Through Bentham, Mill met Harriet Taylor, who substantially advanced his ideas on gender equality. The two fell in love and married in 1851, two years after Taylor’s first husband died. Harriet was instrumental in helping Mill develop the ideas presented in The Subjection of Women, and she edited original drafts prior to publication.

Throughout his career, Mill sought not only to promote his ethical theories but also to reconcile the divide between reason and emotion and theory with experience. While Mill is best known for his philosophical ideas and political activism, he was also an economist and member of Parliament. In these roles, he consistently fought for the rights of the poor, arguing that a truly moral society would ensure that the less fortunate did not suffer as much as England’s impoverished did.

Mill died in 1873 of a bacterial infection and was laid to rest next to his wife.

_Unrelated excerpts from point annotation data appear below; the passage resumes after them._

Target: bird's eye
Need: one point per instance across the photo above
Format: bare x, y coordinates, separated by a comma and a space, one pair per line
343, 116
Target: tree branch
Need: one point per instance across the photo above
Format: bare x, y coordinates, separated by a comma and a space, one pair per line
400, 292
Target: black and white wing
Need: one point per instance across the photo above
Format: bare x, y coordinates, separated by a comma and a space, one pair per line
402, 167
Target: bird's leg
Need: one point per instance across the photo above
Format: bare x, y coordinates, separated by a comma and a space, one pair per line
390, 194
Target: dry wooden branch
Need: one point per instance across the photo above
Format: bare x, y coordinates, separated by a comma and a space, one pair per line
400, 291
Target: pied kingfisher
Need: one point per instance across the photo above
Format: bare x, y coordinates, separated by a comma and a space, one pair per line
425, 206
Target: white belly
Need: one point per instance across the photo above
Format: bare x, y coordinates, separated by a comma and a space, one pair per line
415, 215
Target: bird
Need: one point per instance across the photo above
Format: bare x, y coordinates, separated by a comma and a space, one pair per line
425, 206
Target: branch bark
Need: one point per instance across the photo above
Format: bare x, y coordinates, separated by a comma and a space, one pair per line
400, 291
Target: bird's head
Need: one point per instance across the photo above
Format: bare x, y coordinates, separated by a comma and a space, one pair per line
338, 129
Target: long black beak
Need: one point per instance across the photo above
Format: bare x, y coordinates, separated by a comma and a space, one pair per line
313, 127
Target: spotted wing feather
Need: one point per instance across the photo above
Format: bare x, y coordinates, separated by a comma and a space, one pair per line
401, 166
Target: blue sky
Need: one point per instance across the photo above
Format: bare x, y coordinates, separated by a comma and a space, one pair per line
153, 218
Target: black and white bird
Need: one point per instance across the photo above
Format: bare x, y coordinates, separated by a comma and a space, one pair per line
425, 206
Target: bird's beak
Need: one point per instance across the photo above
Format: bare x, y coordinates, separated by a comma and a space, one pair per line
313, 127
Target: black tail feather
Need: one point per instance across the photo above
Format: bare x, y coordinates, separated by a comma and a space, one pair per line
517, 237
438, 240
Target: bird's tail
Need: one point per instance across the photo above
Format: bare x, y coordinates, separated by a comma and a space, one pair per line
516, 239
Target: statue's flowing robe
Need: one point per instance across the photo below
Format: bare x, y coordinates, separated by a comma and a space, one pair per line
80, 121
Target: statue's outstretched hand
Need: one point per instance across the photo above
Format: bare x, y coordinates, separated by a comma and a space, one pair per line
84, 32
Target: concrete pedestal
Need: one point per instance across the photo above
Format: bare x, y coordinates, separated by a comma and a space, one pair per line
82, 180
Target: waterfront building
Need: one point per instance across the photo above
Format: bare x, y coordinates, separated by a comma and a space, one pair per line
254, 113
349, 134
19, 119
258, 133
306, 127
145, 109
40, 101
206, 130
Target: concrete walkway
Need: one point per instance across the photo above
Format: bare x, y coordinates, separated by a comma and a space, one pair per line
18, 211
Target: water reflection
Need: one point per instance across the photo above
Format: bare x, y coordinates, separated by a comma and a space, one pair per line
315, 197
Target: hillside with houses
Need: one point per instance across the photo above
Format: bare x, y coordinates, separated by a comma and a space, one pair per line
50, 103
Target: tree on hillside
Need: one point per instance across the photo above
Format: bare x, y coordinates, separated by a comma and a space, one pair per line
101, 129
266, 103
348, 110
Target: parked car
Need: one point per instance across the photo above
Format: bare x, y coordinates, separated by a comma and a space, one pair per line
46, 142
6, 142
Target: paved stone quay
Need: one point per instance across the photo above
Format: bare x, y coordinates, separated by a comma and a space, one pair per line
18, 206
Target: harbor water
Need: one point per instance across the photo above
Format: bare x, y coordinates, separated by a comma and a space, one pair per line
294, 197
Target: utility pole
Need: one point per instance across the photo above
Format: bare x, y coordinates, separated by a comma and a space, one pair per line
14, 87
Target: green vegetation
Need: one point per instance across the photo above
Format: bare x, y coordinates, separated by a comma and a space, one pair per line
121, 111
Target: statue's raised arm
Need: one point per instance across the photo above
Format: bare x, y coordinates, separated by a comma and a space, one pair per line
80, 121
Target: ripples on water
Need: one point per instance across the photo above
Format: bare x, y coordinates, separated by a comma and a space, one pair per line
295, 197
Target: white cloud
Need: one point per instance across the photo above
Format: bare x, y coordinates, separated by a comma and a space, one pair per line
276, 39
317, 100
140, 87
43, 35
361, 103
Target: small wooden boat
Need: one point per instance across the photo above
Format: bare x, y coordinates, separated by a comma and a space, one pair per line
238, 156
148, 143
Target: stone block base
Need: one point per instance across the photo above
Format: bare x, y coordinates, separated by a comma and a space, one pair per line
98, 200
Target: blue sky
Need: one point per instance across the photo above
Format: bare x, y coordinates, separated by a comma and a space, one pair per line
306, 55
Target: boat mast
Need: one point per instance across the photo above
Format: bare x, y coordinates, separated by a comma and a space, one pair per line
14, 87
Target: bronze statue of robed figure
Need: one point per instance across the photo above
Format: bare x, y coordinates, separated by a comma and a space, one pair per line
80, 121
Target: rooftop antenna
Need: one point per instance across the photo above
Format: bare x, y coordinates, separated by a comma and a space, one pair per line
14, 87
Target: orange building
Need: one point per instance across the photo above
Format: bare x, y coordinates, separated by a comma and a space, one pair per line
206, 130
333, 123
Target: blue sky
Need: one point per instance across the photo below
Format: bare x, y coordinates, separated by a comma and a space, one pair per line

Harriet Taylor Mill (née Hardy)

Harriet Taylor Mill was born in 1807 to author Thomas Hardy and his wife Harriet Hurst. She was a British philosopher who advocated for women’s economic, political, and social rights. She married pharmacist John Taylor when she was 18, and they had three children. Hill met John Stuart Mill when she was 22. The two quickly formed a friendship based on their shared passions for social justice and women’s rights. Due to the restrictions on divorce during this era, Harriet and John Taylor did not divorce. He died in 1849, and she married John Stuart Mill in 1851.

Although Mill believed in gender equality prior to meeting Taylor, she advanced his thinking, particularly on the issues of women’s employment and equality within marriage. She wrote “The Enfranchisement of Women” 18 years before The Subjection of Women, but it goes further than Mill’s essay in arguing for women’s right to work outside of the home to gain economic independence:

Mill agrees that married women must be able to support themselves, but he explicitly rejects the idea that they should always do so, because that would lead to neglect of the household and children. Taylor, however, recognizes the importance to women of continuous economic independence both within marriage and in case of its disintegration (Gordon, Lynn, and David Louzecky. “John Stuart Mill & Harriet Taylor Mill on Equality in Marriage & Family.” Philosophy Now, 2023).

Taylor did not receive credit for the contributions she made to Mill’s writing and was often mocked by her contemporaries, making her and Mill’s work all the more significant.

While traveling, both Taylor and Mill contracted tuberculosis, but she did not recover and died in 1858.